One could call the approach taken in this book a qualitative theory of linear PDEs and that is what the more theoretically inclined students can gain from it. A similar approach to nonlinear PDEs is the basis for a rapidly emerging qualitiative theory of nonlinear PDEs that is currently having a great impact on many fields of modern science. Fourier series (seperation of variables) are absent in this volume and this was done on purpose. The philosophy is that Fourier series give different insight into boundary value problems and should be taught seperately. Fourier series and numerical methods of PDEs are also treated in the courses mentioned above, but appear in the sequel to this volume.

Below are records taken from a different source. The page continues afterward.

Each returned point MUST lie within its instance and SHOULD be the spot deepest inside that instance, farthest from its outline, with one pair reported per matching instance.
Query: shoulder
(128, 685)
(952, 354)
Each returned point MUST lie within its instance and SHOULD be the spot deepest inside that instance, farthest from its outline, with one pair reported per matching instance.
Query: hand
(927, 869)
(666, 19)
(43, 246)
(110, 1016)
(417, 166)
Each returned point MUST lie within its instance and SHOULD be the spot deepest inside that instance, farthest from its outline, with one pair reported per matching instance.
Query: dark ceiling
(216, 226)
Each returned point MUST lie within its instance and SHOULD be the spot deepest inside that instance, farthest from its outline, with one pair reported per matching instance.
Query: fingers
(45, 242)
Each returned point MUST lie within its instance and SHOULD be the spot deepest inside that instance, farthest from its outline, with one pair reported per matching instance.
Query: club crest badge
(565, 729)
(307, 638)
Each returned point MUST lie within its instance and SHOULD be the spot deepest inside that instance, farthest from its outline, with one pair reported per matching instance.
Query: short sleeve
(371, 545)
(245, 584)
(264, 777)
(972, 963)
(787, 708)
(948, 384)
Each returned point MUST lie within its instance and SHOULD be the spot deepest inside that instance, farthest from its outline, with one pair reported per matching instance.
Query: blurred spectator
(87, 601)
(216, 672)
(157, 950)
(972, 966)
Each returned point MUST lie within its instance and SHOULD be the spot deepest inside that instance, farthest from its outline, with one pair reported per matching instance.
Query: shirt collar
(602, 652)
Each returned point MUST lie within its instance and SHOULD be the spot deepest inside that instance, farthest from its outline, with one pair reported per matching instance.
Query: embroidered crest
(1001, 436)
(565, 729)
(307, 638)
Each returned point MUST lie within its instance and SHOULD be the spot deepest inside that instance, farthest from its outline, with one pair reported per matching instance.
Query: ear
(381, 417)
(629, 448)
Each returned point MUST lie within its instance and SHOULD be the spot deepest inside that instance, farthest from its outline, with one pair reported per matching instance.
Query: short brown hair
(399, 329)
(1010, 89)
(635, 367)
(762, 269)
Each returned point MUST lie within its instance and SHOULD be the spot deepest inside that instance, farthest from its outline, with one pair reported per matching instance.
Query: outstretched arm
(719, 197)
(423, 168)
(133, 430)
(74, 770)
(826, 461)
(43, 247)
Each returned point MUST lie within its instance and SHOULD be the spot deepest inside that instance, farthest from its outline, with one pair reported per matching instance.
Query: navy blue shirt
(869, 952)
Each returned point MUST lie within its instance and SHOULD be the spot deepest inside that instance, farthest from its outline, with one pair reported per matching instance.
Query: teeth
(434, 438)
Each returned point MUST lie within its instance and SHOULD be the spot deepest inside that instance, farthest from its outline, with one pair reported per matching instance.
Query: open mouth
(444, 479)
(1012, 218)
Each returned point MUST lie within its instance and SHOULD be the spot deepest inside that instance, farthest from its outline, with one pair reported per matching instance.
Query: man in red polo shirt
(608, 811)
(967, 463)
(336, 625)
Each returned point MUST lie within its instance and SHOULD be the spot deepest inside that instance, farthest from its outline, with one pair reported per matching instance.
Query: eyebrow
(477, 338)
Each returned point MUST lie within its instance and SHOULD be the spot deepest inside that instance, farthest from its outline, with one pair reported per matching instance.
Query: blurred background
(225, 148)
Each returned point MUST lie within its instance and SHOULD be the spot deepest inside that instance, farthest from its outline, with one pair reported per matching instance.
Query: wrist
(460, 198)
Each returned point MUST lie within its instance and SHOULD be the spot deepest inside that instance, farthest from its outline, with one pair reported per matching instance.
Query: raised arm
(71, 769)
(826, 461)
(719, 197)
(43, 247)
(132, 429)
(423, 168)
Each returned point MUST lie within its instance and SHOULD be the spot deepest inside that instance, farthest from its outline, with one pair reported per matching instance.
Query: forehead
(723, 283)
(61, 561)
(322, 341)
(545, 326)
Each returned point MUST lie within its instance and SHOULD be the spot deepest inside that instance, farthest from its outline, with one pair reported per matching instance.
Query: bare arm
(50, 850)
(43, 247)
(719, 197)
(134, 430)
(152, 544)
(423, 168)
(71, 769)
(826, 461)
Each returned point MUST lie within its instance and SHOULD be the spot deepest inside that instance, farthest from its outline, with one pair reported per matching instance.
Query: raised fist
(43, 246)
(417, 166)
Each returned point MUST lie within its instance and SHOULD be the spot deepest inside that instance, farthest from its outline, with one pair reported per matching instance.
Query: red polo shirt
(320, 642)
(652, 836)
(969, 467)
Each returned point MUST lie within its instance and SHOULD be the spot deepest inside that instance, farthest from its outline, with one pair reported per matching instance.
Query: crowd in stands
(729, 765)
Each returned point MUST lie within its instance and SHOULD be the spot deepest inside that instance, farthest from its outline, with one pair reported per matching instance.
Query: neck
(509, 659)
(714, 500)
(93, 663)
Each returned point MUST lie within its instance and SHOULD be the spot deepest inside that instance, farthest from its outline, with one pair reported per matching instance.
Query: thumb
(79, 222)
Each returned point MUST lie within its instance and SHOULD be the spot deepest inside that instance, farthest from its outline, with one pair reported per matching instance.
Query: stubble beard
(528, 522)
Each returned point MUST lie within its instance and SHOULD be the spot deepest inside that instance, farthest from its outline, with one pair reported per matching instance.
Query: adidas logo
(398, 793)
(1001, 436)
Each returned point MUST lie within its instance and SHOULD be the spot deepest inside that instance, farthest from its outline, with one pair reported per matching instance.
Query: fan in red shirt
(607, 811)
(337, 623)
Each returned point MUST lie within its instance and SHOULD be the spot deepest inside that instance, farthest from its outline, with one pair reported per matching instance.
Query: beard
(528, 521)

This book is designed for students who will eventually be solving partial differential equations (PDEs) numerically. The aim is to teach them enough appreciation for the properties of the solutions to be able to judge with confidence, whether their numerical solutions make sense and how to interpret them. The examples, applications and exercises included in this book should give students a good intuition for the distinct qualities of waves, heat diffusion and fields.
The point of view presented in the book was not developed by the author. It originated with David Hilbert in Gottingen, at the turn of the last century, and the author learned it from his fellow graduate students at the Courant Institute in New York, in the late seventies. They introduced him to a wonderful book: Techniques in Partial Differential Equations, by C. R. Chester, that has unfortunately been out of print for many years. The other book the author owes much to is: Fourier Series and Integrals, by H. P. McKean and H. Dym. The contribution that the author wants to make to the material presented in these books, is to show how simple and elegant linear PDE theory is, if one just approaches it in the right way.